California Gov. Arnold Schwarzenegger is about to pull off an incredible feat: He has the teachers’ union’s support to cut $2 billion from the education budget, says the LA Times:
SACRAMENTO — With the support of California’s largest teacher’s union, Gov. Arnold Schwarzenegger is expected to propose cutting at least $2 billion in education spending when he presents his first state budget Friday.
After closed-door negotiations with the governor’s staff, leaders of the California Teacher’s Assn. agreed to back an assortment of temporary education cuts — the details of which remain sketchy — in return for Schwarzenegger’s pledge not to tinker with Proposition 98, according to officials close to the talks.
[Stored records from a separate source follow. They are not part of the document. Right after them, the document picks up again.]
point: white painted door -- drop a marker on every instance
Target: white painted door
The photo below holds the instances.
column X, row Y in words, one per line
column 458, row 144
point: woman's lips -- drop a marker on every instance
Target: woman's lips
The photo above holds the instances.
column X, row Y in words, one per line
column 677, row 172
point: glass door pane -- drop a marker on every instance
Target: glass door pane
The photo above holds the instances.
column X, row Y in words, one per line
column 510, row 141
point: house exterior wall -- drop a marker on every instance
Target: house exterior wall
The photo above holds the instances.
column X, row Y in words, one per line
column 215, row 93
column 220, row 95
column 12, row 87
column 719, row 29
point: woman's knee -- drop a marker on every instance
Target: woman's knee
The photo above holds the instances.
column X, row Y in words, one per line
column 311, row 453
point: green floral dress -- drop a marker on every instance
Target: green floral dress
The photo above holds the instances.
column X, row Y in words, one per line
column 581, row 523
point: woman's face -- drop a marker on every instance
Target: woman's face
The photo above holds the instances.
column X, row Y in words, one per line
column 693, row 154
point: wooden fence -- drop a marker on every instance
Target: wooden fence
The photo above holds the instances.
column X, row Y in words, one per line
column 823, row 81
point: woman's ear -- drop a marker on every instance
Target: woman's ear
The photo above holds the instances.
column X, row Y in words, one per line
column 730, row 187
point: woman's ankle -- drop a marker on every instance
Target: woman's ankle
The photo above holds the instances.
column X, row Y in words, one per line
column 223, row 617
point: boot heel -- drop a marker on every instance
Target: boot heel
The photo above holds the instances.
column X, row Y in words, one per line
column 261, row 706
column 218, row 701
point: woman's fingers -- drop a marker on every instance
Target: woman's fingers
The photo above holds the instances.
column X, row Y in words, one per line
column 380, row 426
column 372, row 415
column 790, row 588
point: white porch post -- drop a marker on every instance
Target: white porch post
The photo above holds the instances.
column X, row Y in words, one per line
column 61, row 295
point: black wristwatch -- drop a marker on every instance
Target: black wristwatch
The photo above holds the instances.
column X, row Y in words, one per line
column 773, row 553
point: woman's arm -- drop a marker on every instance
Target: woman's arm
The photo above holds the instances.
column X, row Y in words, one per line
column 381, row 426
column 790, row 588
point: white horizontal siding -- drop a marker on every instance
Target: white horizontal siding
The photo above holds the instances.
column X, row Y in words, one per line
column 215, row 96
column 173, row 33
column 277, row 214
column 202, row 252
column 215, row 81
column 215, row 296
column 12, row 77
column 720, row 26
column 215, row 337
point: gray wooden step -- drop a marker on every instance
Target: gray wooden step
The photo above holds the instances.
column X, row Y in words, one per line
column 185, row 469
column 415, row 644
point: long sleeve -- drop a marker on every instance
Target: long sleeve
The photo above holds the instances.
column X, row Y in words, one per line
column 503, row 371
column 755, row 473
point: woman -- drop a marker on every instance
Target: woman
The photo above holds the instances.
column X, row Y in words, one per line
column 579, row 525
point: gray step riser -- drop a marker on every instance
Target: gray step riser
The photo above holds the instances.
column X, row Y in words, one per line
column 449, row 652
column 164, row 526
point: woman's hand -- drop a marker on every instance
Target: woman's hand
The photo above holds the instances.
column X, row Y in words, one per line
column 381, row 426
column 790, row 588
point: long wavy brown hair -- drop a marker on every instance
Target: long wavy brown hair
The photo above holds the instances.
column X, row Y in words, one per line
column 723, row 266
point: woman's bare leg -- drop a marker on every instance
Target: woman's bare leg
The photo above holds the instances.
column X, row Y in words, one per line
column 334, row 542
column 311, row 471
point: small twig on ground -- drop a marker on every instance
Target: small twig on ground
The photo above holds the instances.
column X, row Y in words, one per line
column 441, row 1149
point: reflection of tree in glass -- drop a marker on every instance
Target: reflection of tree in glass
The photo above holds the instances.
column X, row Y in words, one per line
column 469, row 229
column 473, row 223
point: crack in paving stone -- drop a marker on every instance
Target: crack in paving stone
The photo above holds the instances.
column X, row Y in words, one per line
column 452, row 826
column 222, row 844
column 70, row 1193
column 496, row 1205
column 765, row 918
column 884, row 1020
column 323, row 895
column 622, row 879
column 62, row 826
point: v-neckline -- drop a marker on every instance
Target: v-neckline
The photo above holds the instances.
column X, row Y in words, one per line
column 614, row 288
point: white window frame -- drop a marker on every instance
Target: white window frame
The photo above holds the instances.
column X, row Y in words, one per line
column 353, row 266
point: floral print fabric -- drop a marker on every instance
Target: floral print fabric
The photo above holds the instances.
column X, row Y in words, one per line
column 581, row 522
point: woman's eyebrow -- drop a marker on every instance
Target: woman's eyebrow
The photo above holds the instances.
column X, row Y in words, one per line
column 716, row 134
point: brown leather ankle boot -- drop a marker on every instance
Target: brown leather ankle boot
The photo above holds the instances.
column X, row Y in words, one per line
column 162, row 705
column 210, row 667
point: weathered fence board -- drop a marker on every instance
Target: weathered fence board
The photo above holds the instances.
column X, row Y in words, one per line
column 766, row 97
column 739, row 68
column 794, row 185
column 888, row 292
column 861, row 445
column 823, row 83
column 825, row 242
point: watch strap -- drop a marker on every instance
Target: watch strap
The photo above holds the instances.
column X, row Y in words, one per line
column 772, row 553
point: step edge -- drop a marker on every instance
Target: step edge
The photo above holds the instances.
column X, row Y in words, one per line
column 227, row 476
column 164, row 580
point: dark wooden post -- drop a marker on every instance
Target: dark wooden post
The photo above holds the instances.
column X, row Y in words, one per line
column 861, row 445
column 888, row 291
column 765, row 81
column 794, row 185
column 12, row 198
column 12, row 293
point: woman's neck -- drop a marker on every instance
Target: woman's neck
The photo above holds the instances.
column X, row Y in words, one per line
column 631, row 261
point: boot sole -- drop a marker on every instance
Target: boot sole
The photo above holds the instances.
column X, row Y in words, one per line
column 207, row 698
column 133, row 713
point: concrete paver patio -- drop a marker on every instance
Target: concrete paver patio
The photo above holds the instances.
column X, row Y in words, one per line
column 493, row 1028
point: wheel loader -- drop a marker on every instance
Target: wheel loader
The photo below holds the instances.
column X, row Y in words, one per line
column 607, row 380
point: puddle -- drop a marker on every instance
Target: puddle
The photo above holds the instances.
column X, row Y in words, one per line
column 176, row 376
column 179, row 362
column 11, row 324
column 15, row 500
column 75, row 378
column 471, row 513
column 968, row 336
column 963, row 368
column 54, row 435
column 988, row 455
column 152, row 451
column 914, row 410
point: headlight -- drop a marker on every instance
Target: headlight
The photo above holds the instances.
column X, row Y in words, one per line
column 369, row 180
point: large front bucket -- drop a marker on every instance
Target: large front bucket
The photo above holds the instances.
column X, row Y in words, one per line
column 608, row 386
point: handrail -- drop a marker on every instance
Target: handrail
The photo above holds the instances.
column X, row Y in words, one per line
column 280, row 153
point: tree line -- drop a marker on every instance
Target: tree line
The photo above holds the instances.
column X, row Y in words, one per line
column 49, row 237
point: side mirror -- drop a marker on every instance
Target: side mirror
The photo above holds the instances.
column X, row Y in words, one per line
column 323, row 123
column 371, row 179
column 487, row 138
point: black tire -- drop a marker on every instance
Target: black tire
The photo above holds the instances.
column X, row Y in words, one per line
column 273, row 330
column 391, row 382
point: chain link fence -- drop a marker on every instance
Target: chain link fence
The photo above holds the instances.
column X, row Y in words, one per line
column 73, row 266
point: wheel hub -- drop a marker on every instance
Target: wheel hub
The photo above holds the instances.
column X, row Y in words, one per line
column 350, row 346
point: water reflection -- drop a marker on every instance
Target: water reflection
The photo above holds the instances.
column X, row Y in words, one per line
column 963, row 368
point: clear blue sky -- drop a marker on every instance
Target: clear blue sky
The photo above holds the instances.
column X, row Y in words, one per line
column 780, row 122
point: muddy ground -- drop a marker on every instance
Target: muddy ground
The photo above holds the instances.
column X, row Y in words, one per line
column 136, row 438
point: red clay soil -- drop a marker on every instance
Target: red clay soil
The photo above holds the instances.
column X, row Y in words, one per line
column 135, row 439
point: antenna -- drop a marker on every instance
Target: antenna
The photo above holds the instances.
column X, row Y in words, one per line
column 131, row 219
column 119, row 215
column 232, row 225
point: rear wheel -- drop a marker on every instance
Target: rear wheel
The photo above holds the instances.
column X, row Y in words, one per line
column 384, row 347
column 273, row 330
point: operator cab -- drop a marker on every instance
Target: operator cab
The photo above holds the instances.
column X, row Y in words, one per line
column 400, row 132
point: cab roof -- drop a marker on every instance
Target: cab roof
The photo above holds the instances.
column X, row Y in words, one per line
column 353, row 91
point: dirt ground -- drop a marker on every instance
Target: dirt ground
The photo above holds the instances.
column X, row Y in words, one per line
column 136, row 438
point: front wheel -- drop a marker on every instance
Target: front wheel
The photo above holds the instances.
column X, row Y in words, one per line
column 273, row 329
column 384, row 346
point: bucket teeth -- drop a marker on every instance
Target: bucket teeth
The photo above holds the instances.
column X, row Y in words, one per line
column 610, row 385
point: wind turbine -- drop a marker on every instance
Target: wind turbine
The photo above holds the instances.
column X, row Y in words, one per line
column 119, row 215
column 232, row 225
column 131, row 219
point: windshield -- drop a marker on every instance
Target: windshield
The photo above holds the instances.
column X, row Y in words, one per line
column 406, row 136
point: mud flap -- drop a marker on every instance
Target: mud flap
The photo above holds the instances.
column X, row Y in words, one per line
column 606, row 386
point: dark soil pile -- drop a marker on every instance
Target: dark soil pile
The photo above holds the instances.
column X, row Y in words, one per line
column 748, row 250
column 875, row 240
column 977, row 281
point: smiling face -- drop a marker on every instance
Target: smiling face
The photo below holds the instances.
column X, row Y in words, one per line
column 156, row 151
Proposition 98 is a constitutional amendment guaranteeing that K-12 schools and community colleges annually receive an increasing stream of money from the state’s general fund.
Pretty slick negotiating for a musclebound movie actor.
The governor’s education secretary, former Los Angeles mayor Richard Riordan, is working on a dramatic change in education funding that would send money directly to the schools on a per-student basis. The Orange County Register reports:
Schools would be held to strict standards but would be given freedom to determine how they met those standards.
Under the proposal, parents would see much control over their children’s education shift from school boards and district officials to principals and teachers.
The state would set a flat per-student payment — higher for students with higher needs — that would replace the current formulas and categories.
Schools would be required to meet academic standards set by state education officials. But unlike with the current system, which mandates that certain amounts of money be spent on certain programs, schools could choose their own strategies for meeting the standards. School districts would evaluate principals to ensure the standards are being met. State officials would evaluate the districts.
The plan, which is still in development, is inspired by Making Schools Work by William Ouchi, a UCLA business professor.
Currently, many districts spend more at schools with more affluent students. That’s because they can average school spending, hiding the fact that senior teachers have transferred to the lowest-stress schools while the tough schools are staffed with newbies. Riordan’s plan could make it possible for inner-city principals to spend more to hire experienced teachers — or use the extra money for other purposes.
It will take a real super hero to get direct funding passed.